In other words, I have Buy these comic books, when they are soldinstead of waiting for a transaction to buy or borrow from the library, since in both cases they don’t seem to be collected (the former is an 80-page tome that is actually already a trade, has a spine and the latter is A simple 20 page gag strip, apparently designed so that the author (an Archie fan) could add Archie comics to his bibliography). (Compare these to IDW Publishing’s two one-off specials, and I’m pretty excited, Ninja Turtles 40th Anniversary Comic Collection and Godzilla’s 70th Anniversaryboth of which had deluxe editions listed for solicitation on Amazon even before comic stores released the direct-sale books).
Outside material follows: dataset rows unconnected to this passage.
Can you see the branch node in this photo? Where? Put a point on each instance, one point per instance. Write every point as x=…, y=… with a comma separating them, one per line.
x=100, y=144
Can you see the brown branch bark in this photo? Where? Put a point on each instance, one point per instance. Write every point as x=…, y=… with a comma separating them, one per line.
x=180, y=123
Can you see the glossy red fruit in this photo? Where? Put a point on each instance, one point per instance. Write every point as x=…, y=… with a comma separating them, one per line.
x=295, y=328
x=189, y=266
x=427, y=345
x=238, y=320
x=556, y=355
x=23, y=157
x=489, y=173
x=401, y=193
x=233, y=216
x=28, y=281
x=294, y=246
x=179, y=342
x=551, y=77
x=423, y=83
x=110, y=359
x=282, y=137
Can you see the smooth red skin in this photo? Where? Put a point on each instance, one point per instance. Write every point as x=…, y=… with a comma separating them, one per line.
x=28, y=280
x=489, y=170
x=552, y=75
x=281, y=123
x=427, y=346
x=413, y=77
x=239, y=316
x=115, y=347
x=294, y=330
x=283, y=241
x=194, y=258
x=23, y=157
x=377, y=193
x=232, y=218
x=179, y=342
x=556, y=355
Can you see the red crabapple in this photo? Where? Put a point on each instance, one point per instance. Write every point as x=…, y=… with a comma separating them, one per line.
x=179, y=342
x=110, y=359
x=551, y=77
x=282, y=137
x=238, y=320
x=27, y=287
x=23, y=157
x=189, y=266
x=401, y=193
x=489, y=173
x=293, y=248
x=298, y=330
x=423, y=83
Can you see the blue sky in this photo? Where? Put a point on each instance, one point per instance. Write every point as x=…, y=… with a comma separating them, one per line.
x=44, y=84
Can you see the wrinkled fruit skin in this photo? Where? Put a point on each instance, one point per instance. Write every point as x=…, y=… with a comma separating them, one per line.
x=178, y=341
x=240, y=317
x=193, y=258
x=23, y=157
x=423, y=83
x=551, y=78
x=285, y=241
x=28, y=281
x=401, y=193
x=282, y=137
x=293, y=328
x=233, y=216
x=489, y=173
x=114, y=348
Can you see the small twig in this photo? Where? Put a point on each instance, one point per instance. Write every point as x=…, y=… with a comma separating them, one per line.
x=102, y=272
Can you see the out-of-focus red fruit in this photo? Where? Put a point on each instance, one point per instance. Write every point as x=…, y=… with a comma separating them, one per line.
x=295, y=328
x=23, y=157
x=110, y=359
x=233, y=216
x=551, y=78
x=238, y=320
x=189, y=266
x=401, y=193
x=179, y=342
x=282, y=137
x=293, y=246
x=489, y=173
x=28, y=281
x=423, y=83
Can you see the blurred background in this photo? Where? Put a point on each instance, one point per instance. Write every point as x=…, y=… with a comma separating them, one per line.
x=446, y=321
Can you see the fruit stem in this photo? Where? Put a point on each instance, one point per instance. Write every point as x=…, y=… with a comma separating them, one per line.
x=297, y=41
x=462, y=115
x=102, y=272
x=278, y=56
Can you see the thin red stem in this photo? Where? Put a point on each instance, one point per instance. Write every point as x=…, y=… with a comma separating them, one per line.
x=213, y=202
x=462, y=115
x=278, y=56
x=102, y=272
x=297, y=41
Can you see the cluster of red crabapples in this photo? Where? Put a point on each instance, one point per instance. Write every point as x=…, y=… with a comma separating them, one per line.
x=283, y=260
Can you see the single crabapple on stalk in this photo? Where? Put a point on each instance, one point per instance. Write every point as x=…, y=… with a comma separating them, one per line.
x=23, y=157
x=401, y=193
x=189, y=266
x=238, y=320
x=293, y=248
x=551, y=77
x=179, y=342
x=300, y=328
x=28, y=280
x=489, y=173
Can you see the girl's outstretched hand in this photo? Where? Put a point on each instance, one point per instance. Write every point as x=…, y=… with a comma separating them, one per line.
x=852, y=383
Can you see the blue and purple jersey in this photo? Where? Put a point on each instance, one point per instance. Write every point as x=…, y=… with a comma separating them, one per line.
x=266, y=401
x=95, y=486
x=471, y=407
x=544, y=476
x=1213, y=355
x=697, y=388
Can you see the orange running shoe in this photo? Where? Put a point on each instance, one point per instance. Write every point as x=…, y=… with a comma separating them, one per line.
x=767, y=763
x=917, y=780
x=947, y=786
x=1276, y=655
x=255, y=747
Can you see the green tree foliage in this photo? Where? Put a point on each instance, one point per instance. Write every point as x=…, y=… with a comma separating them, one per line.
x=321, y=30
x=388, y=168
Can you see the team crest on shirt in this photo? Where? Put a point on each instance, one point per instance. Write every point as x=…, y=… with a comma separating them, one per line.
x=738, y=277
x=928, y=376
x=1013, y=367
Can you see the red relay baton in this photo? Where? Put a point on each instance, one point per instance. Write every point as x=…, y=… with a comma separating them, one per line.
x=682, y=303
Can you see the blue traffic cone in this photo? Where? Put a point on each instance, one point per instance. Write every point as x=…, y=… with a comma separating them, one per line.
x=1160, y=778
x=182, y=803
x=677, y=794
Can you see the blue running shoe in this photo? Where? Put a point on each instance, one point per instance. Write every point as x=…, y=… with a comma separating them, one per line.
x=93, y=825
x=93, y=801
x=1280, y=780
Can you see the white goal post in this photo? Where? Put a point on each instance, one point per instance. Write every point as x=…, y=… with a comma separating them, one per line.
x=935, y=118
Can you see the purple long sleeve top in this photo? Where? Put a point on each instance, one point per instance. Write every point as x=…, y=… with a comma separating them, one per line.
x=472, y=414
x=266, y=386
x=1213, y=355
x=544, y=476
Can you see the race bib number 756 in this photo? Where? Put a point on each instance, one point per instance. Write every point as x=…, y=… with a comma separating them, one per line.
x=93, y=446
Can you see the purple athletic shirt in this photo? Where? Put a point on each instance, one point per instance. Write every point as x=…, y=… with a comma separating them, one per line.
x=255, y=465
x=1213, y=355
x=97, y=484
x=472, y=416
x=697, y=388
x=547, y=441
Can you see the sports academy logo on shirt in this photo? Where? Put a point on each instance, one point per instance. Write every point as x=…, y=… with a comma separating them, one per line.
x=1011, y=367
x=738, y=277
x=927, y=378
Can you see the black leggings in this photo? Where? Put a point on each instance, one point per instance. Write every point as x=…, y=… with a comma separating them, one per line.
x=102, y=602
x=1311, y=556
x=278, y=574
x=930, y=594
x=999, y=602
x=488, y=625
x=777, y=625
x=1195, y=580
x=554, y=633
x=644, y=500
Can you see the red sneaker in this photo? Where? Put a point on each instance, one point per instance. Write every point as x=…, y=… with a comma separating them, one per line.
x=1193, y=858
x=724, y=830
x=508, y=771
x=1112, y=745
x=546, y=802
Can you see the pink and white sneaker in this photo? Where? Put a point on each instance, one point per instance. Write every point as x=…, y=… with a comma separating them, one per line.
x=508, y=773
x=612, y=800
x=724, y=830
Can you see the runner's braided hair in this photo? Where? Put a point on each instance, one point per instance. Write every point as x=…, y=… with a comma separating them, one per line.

Should comics publishers do this more often? I mean, personally, I hope they don’t (see the point about me not wanting to buy more new comic books to add to my already too-large collection), but I think it’s worth watching if publishing One way dealers can sell more comics worth paying attention to Publishing comic books instead of comic collection…At least occasionally, anyway.
As for my thoughts on these comics, I will be reviewing one of them in my next monthly review column on the 6th of this month, and the other may appear in Good comics for kids in the near future. Can you guess which is which?